Until the late Middle Ages, the rock Montmajour sits on was actually an island surrounded by marshes. People could only reach the island by boat. The place was used as a cemetery in which graves were carved into the rock. The graves are now empty but you can still see the outlines of the grave in the rock where the bodies once used to lay.

The abbey’s “glory days” were in the 12th century. Over time, wars, plagues, famines, and people pillaging the countryside caused the abbey to be abandoned and it fell into ruins. It was officially secularized in 1786 when the last monks finally left and changed owners several times.
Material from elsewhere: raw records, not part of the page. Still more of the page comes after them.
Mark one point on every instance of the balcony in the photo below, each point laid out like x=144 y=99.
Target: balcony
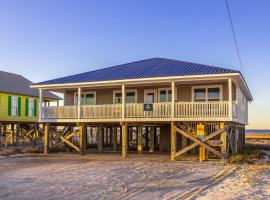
x=185 y=111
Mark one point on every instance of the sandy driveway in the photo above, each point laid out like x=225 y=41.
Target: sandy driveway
x=108 y=177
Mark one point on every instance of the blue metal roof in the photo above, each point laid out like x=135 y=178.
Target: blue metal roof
x=150 y=68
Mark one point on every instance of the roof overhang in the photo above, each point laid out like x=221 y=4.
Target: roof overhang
x=237 y=77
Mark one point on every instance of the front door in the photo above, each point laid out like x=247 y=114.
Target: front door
x=150 y=96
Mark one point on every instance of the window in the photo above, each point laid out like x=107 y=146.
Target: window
x=199 y=94
x=213 y=94
x=207 y=93
x=87 y=98
x=30 y=107
x=131 y=96
x=165 y=95
x=118 y=97
x=14 y=106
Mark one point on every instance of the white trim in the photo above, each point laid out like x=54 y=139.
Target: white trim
x=130 y=90
x=206 y=87
x=168 y=79
x=84 y=97
x=29 y=109
x=163 y=79
x=150 y=91
x=14 y=107
x=167 y=89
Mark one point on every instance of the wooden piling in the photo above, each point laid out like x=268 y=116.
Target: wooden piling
x=115 y=138
x=140 y=148
x=82 y=134
x=152 y=139
x=124 y=140
x=173 y=141
x=46 y=139
x=100 y=139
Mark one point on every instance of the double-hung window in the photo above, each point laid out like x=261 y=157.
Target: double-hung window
x=87 y=98
x=14 y=106
x=131 y=96
x=30 y=107
x=207 y=93
x=165 y=95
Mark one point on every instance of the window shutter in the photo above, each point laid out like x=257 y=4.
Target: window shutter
x=19 y=106
x=35 y=107
x=9 y=105
x=26 y=107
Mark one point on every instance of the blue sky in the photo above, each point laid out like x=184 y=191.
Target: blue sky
x=52 y=38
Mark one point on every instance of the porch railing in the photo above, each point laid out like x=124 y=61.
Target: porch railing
x=136 y=110
x=60 y=112
x=202 y=109
x=101 y=111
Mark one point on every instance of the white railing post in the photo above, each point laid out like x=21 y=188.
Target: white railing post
x=230 y=97
x=123 y=101
x=173 y=99
x=40 y=105
x=79 y=103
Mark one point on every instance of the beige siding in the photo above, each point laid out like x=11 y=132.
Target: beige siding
x=184 y=93
x=69 y=98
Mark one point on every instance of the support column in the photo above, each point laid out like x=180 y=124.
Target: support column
x=152 y=139
x=46 y=139
x=124 y=140
x=18 y=132
x=173 y=99
x=115 y=138
x=82 y=138
x=1 y=134
x=100 y=139
x=184 y=143
x=230 y=97
x=12 y=134
x=140 y=147
x=223 y=138
x=40 y=114
x=123 y=101
x=173 y=141
x=201 y=133
x=79 y=103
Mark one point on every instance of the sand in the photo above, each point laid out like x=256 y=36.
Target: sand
x=106 y=176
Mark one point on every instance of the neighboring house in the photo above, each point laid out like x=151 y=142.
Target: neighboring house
x=19 y=102
x=162 y=97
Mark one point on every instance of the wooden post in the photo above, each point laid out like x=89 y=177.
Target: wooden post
x=230 y=98
x=18 y=132
x=124 y=140
x=173 y=141
x=40 y=104
x=100 y=139
x=201 y=133
x=223 y=138
x=173 y=99
x=152 y=139
x=82 y=138
x=1 y=134
x=79 y=103
x=123 y=101
x=46 y=139
x=12 y=134
x=115 y=138
x=184 y=143
x=140 y=147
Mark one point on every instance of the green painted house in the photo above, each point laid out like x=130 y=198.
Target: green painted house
x=19 y=102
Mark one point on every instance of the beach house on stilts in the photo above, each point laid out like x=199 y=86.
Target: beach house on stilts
x=19 y=109
x=147 y=106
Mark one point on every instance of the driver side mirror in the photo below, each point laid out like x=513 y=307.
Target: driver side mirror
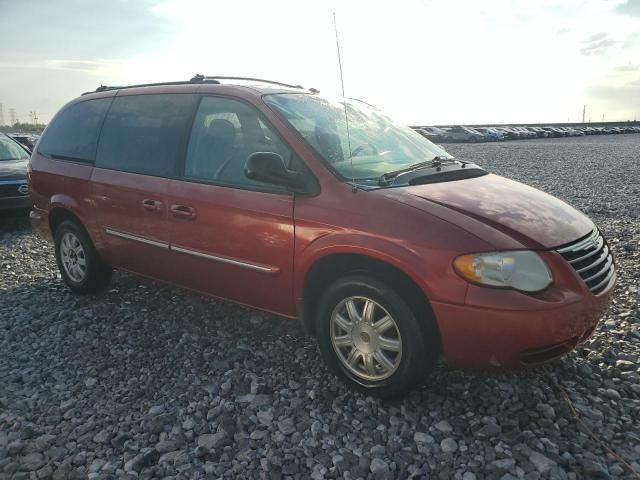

In 1840, the author Prosper Merimee (the guy who wrote the novel Carmen which then inspired George Bizet’s opera) put the monastery on the list of historical monuments which needed restoration work. Eventually, the French state claimed ownership of the abbey and it opened for tours to the public.

I didn’t take pictures inside the abbey because my camera does not do well with dim lighting. But I did take pictures of the cloisters.

   

   

   

While religious wedding ceremonies can’t take place in the abbey anymore (since it is now a secular place), you can rent the abbey out for wedding receptions. I took some pictures of the surrounding view. Imagine having the cocktail hour overlooking this picturesque scenery at dusk.

  

There was also a tower we could climb and while I hate circular, tower staircases, I went ahead and climbed it. Whenever my mother is around and there is anything that involves going up a million stairs, that is the first place my mother usually wanders off to. As my father joked, “Elle adore tout ce qui monte vers les cieux” (she loves everything that climbs toward the heavens, it sounds better in French.)

And here are more pictures of the surrounding view, including some of the Maurist monastery ruins. I have to say, that tower was rather frightening. There was an extra ledge/step running along the edge of the inside of the tower, allowing visitors to admire the view from higher up. However, in order to get up on the ledge, there was a gap between the main tower floor and the ledge, wide enough that a small child could have easily fallen through it. Definitely not safe for families with small kids! It was rather nerve-wracking being able to see high up we were.

    

   

   

We thought the tour was over after climbing the tower. However, the tour guide advised us there was still one more chapel to visit but it was across the street on private property and can only be seen with a tour guide (since they have the key to the fence that surrounds the chapel).

So here it is la Chapelle de Sainte Croix or aka the Chapel of the Holy Cross. I actually took some pictures of the empty graves here so you will understand what I was talking about earlier.